“But you’re going to be here,” he said, just as if she had spoken out all that she was puzzling over.
She took his arm.
“Oh, my dear, I promise you that,” she said. “And I’ve got to get used to it, too. But then you’ll be here! Shall we butter each other’s paws, Peter, until we feel at home? Let’s have some more tea, in fact, and find where the rest of them are.”
The picture-gallery seemed a likely kind of place, and there, indeed, the six representatives of the families proved to be, and when kissing ceremonies were over for herself and the rite of introduction for Peter, Silvia found herself thinking that it was really all for the best that they should have burst on Peter in one comprehensive revelation rather than that he should have been subjected to a series of shocks and surprises. Already staggered by Uncle Henry, Peter might have been quite thrown off his balance—so flashed the alternative comedy through her head—by Uncle Abe; or what if, reeling from Aunt Eleanor, he ran into Aunt Joanna just round the corner? Silvia had not the smallest inclination or intention to be ashamed of her relations, but it would have shown the joylessness of a Puritan not to be amused at the blandness and the blankness on so many faces (Peter’s included) as he was taken to each in turn; it would have shown too an almost dangerous rigidity that her voice should not betray a tremor of suppressed hilariousness.
Aunt Eleanor came first: she looked like a handsome seal with adenoidal breathing. She bowed to Peter with freezing propriety, but when he was moved on to Aunt Joanna her curiosity got the better of her, and she instantly put up her glasses to get a better look at him. Aunt Joanna, large and marvellously bedizened, with flowers in her hat and her bosom and her hand, irresistibly suggested a van going to Covent Garden in the early morning: she, too, had her notions of propriety, and these expressed themselves in a cordiality as warm as Aunt Eleanor’s was cold. Then came Uncle Abe, who was so like a fish that it really seemed dangerous for him to be sitting so near Aunt Eleanor.
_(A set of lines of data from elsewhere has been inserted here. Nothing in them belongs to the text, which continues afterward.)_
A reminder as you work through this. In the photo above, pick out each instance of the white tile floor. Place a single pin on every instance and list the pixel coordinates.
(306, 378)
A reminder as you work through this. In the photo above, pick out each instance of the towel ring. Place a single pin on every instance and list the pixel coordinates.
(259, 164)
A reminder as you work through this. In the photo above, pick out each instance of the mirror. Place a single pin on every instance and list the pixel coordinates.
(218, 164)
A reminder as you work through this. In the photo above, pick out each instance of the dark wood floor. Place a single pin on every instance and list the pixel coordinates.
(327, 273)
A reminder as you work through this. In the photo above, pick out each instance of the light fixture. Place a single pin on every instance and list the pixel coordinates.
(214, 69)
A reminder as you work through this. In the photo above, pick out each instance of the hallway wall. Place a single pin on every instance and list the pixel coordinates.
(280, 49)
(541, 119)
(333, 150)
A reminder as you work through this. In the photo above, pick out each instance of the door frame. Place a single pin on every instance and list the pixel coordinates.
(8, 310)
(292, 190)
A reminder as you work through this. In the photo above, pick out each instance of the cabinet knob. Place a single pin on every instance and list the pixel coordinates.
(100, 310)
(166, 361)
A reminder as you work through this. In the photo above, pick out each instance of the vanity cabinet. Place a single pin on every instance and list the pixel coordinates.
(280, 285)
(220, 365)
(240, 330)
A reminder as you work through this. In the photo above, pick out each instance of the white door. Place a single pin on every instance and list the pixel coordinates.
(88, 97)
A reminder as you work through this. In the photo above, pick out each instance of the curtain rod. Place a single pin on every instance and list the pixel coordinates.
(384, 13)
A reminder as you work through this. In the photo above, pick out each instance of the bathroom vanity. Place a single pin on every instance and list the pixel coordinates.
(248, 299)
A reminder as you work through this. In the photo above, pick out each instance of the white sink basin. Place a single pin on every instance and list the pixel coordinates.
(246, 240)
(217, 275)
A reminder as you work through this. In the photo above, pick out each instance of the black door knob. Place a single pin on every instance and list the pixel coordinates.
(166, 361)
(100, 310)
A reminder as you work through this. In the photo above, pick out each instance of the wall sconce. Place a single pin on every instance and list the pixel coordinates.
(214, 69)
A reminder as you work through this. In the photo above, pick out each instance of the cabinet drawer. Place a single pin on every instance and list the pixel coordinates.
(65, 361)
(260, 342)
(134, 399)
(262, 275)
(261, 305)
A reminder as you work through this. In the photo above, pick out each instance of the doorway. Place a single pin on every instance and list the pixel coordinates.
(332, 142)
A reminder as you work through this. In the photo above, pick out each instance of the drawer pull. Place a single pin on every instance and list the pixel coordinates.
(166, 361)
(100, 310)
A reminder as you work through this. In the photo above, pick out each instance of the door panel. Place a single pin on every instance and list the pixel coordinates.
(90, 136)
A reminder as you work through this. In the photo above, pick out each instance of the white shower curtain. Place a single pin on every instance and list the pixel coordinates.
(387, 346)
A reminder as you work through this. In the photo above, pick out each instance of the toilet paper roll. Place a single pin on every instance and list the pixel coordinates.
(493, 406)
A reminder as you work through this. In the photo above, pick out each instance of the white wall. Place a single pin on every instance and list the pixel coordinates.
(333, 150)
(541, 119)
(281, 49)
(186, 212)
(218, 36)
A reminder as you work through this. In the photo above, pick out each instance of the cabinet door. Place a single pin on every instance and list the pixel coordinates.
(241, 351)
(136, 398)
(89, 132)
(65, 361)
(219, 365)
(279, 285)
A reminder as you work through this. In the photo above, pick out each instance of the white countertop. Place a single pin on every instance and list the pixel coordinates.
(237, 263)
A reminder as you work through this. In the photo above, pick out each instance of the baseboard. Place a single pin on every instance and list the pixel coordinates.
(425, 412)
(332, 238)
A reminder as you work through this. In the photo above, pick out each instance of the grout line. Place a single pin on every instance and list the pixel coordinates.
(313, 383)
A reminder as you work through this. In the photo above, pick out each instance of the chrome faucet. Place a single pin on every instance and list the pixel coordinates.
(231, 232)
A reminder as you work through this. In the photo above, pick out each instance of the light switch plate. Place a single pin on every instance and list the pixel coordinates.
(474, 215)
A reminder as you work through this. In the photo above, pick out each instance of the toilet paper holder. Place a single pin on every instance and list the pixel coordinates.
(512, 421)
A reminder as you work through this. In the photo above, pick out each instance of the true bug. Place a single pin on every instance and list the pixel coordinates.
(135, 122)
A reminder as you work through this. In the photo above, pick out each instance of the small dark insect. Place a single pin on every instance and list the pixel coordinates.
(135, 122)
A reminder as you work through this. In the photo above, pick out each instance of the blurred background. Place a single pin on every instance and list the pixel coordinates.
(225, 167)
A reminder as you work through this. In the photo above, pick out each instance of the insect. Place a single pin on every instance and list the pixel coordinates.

He held out a hand, and took a cigar out of his mouth, which remained open in the precise shape of the cigar: and finally came Uncle Henry, who was busy with “a drop of brandy,” because tea, as he instantly proceeded to inform Peter, gave him heartburn. Then all four of them stared at Peter to see how he was going to comport himself.
Peter was never more grateful to his father than when at this embarrassing moment Mr. Mainwaring, who had been mysteriously employed at the far end of the picture-gallery with a cord and a sheet and a step-ladder and three bewildered footmen, gave a loud yodel, set to some words like mio figlio, to announce his perception of his son’s arrival, and the accomplishment of that on which he had been so busily engaged. “Ben arrivato” was the concluding stave of his melody, and he came running up the gallery (there was quite enough space to enable him to get a good speed up), and after holding Peter for a moment in a joint embrace with Silvia, he cast himself down for a moment on a white bear skin at Mrs. Wardour’s feet.
“Ecco!” he said. “Ladies and gentlemen, when you will distinguish me with the gift of a moment of your leisure, I shall have the honour to show you the first of my completed labours. The picture, the poor suppliant’s picture, is on the wall: masked by a fair linen sheet, which, so I fondly hope, is in control of a cord, just a cord, which, when you are ready, I will, in fact, pull. Unless the mechanism which I have been contriving is sadly at fault, there will then be revealed to you that which the sheet, at the moment, is so discreetly veiling. Valour, perhaps, my valour, is but the worse part of discretion”—Peter had heard this before—“but for the moment I am less discreet than valorous. I will show you, complete and materialized, the vision that since August, 1914, has obsessed and dominated my life. I pray you, gentle sirs and madams, to indulge your humble servant, and to take your places, exactly where I shall have the honour to indicate, opposite the discretionary linen which, when removed, will unbare my valour.”
He rose from his reclining posture, and after a superb obeisance, placed himself at the head of the procession. Already, as Silvia had foreseen, he was in a position of dominance: Uncle Abe and Uncle Henry obeyed his orders; Aunt Joanna and Aunt Eleanor clearly “perked up” at this ingratiating suppliance. For himself he took Mrs. Wardour’s hand, holding it high, as in a minuet, and led the way. He grouped them; he requested them all, with humble apologies, to have the goodness to move a step backwards; he set chairs for them; he put his finger on his lips, and on tiptoe advanced to the dangling end of the cord and pulled it. Up flew the sheet, waving wildly, but eventually festooning itself clear of the cartoon. Then, swiftly retreating, he magnificently posed himself, and gazed at the picture.
For the moment there was dead silence: then vague clickings and murmurs began to grow articulate. The uncles and aunts vied with each other in perception.
“The Emperor,” said Uncle Henry. “Good likeness, eh?”